Did we arrive here because of an asteroid? Mold? Climate change? In one sense, “What Were We Thinking” studies the hazards of trying to pick apart the innumerable contingencies that prop up a moment. Most of the titles being discussed lean on a specific theory or framework, which can’t help but prove incomplete. (At times, Lozada seems to fault the books for this limitation—several interesting-sounding projects are dismissed for their failure to definitively explain, say, the “white working class.”) But, taken together, the hope is that the literature will paint a rich cumulative picture. Through a combination of summary and critique, Lozada is trying to achieve what he believes the authors he’s writing about mostly have not: a genuinely revelatory Trump book.
The conventional wisdom, of course, is that we know all we need to know—and perhaps all there is to know—about who Trump is. Lozada seems to steer around the flatness, the weird transparency, of his subject by suggesting that “the most essential books of the Trump era are scarcely about Trump at all.” There is a hint of circular reasoning here: volumes are assessed for their ability to elucidate the Trump age, yet they are only selected because Lozada believes that they should elucidate the Trump age. At times, one is left with the impression of a critic who has lumped together disparate works in order to have something to criticize.
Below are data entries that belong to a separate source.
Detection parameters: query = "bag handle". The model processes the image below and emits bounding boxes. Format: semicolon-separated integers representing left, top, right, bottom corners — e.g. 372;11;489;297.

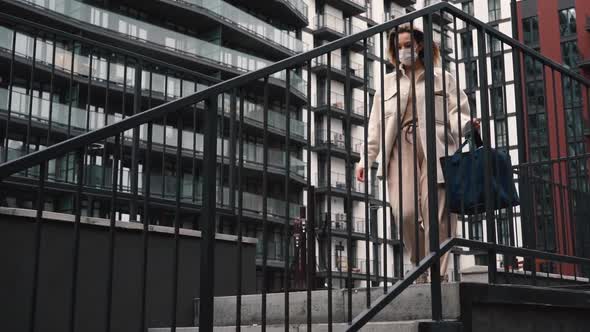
455;130;483;154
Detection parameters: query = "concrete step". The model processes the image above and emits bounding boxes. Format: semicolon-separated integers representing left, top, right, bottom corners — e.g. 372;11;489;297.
148;321;448;332
195;283;460;326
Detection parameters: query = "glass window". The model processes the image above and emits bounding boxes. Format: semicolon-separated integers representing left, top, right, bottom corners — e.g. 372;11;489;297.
461;31;473;57
522;16;539;44
461;1;473;16
492;54;504;83
490;86;504;118
561;40;580;68
488;0;502;21
559;8;576;37
465;60;477;88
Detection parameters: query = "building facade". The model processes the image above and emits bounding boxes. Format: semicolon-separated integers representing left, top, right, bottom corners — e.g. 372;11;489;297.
518;0;590;272
0;0;426;291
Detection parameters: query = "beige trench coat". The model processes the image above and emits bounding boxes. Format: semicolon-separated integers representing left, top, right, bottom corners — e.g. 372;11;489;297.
358;68;470;183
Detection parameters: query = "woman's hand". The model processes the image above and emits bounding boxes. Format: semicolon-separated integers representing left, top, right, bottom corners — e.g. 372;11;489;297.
354;165;365;182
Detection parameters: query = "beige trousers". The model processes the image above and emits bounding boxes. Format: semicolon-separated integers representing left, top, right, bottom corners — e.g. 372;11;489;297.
387;127;457;277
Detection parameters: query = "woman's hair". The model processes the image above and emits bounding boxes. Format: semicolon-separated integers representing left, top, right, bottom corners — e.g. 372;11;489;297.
387;24;440;65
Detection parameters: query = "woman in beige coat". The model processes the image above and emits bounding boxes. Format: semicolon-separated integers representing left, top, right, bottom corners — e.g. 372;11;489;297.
355;25;479;280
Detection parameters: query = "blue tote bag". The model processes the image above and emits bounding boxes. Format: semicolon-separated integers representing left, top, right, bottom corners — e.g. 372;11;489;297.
440;132;520;215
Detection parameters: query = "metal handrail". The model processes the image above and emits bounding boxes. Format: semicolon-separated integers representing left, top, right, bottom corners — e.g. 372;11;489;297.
0;2;590;179
346;238;590;332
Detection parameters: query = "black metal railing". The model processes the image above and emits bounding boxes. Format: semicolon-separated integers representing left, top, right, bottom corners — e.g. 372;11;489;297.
0;1;590;331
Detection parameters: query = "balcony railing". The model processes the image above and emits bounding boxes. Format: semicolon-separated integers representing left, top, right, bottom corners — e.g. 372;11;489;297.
314;91;365;116
280;0;309;18
315;13;345;34
318;171;372;195
0;147;301;218
219;94;307;139
316;129;363;153
332;255;381;275
315;54;364;79
19;0;306;94
174;0;307;53
0;88;306;177
323;213;366;234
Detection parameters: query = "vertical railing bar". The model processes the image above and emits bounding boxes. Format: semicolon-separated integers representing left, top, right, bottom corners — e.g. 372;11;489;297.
231;89;241;218
535;63;559;277
162;71;168;199
426;14;442;321
261;76;269;332
64;41;76;183
382;32;388;294
477;28;496;283
171;113;183;332
3;29;16;162
283;68;291;332
454;16;473;244
220;93;224;207
86;49;94;131
439;10;450;243
25;34;37;176
543;68;567;279
359;38;378;308
232;89;244;332
119;56;127;192
562;78;584;274
199;95;218;331
410;21;420;272
129;60;142;221
29;162;47;332
486;35;508;271
396;27;404;279
101;55;114;189
191;82;199;205
68;148;85;332
105;133;123;332
500;42;516;258
326;53;338;332
305;60;316;332
46;35;57;146
139;120;153;332
85;48;95;217
343;47;354;324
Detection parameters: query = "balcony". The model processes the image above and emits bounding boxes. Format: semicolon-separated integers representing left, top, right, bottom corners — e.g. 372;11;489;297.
322;213;366;233
0;89;307;182
19;0;306;96
311;53;365;88
325;0;367;16
313;14;345;41
162;0;307;56
392;0;416;7
332;255;381;278
317;170;375;200
0;147;302;223
229;0;309;28
315;129;363;159
313;90;368;125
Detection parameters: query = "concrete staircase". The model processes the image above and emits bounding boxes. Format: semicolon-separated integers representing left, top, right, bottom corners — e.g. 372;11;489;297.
149;283;460;332
149;283;590;332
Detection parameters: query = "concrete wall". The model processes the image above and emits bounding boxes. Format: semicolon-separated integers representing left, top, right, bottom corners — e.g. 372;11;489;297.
0;210;256;332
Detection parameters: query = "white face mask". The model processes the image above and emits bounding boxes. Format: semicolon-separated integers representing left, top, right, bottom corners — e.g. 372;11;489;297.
399;48;418;66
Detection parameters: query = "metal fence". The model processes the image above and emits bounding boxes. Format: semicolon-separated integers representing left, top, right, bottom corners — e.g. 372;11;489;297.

And, just as Lozada assumes that all books about the present can be made to speak to Trump, he also assumes that all books can be made to speak well. For him, either a work offers insight in the traditional fashion or it inadvertently reveals the folly that helped sweep us to where we are. As the introduction makes clear, “What Were We Thinking” is largely a critical history—a scathing one—which examines intellectual projects that, as Lozada argues, are riddled with “blind spots, resentments, and failures of imagination.” (Exceptions exist: an epilogue singles out the twelve volumes that “helped me make sense of this time,” Lozada writes, and he has a gift, perhaps in spite of himself, for making whatever title he’s describing sound at least a little alluring.) The badness, though, is a feature, not a bug. Sycophantic praise poems by Fox News personalities, self-important nothingburgers by anonymous White House staffers, memoirs that condescend to coal miners or rely heavily on “racial grievance”: according to Lozada, they all uncover something “essential” about our moment.
Sure. But the “good” Trump books make their points more fully than Lozada can, and dissecting the “bad” books—his more central concern—only yields the most obvious truths. If I were Lozada, straining to find meaning in an empty publishing phenomenon, I might take the redundancy dogging his project as a lesson for our time. Once, it was effective to underline Trump’s abnormality. Later, it seemed fitting to situate the Administration’s atrocities within a wider context of disgrace. Both framings—Trump as exception, Trump as steroidal avatar of the country that formed him—have always been true. The difference is that, in 2020, they are equally banal. Watching Lozada press his lively intelligence into what feels, in places, like a critique of itself is its own education in saturation, and in the incentives of a culture that is designed to keep talking long after there’s anything left to say.